When Gerald came to assist Michele, my father and I confidently assumed that we will just wait for them to reach the parking area for us to eat. We were wrong.

Upon reaching the parking lot, I got a call from Carem. Michele couldn’t walk anymore. Fear surfaced. Everyone was jolted. Lunch time was fed with anxiety and fear.

Thankfully, upon seeing the trolley inside the Avanza, Cecil made a brilliant suggestion. It was shameful that we laughed at Cecil’s suggestion of using the trolley to bring over Michele in the parking lot. Cecil was smart. The trolley was a saving tool.

My father and I walked back to the end of the cemented stairs. From the parking lot, it would take 30 minutes. I was clueless with how can we bring Michele over.

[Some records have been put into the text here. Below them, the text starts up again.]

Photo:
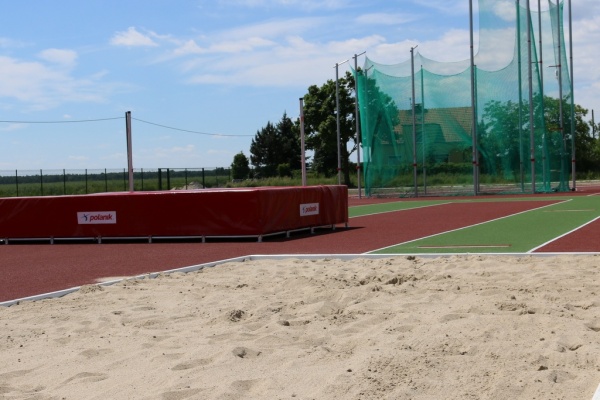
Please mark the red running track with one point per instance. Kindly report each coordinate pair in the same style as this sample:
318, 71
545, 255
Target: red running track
28, 270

Someone attempted to call Brunei’s emergency hotline. No one answered. And to some inquiry, a rescue operation costs BND500 or 15,000 pesos. With our pockets tight, resourcefulness and camaraderie came in.

There were three challenges in rescuing Michele. First, we had to carry him in a path wherein we couldn’t use the trolley. The path way was piled with rocks. The Second challenge was to bring the trolley carefully in a cemented path. And the third challenged was to put a support at Michele’s head because the trolley was short. Given all these challenges, it was indeed a SURVIVOR PHILIPPINES in BRUNEI episode.

Despite the call of fear and anxiety, our group was optimistic enough that safety and cure will be delivered to Michele. With this, we even documented the whole scenario with pictures taking and yes, an ala-TV patrol report by Carem. At least, such witty acts calmed down our racing hearts for Michele’s condition.

At last, after one hour and 30 minutes of walk, we finally had Michele in the safe zone. We placed her inside the car, fed her, entertained her, and hoped for her fast recovery. A medicine was also handed over by Cecil.

here is the video coverage of the rescue operations! Pak!

Aside from “okay ka na?” or “kamusta na ang pakiramdam mo?” banters to Michele, the statement “Ang sarap ng potato salad mo!” topped Michele’s comment’s list! Surely, that compliment alleviated Michele's suffering.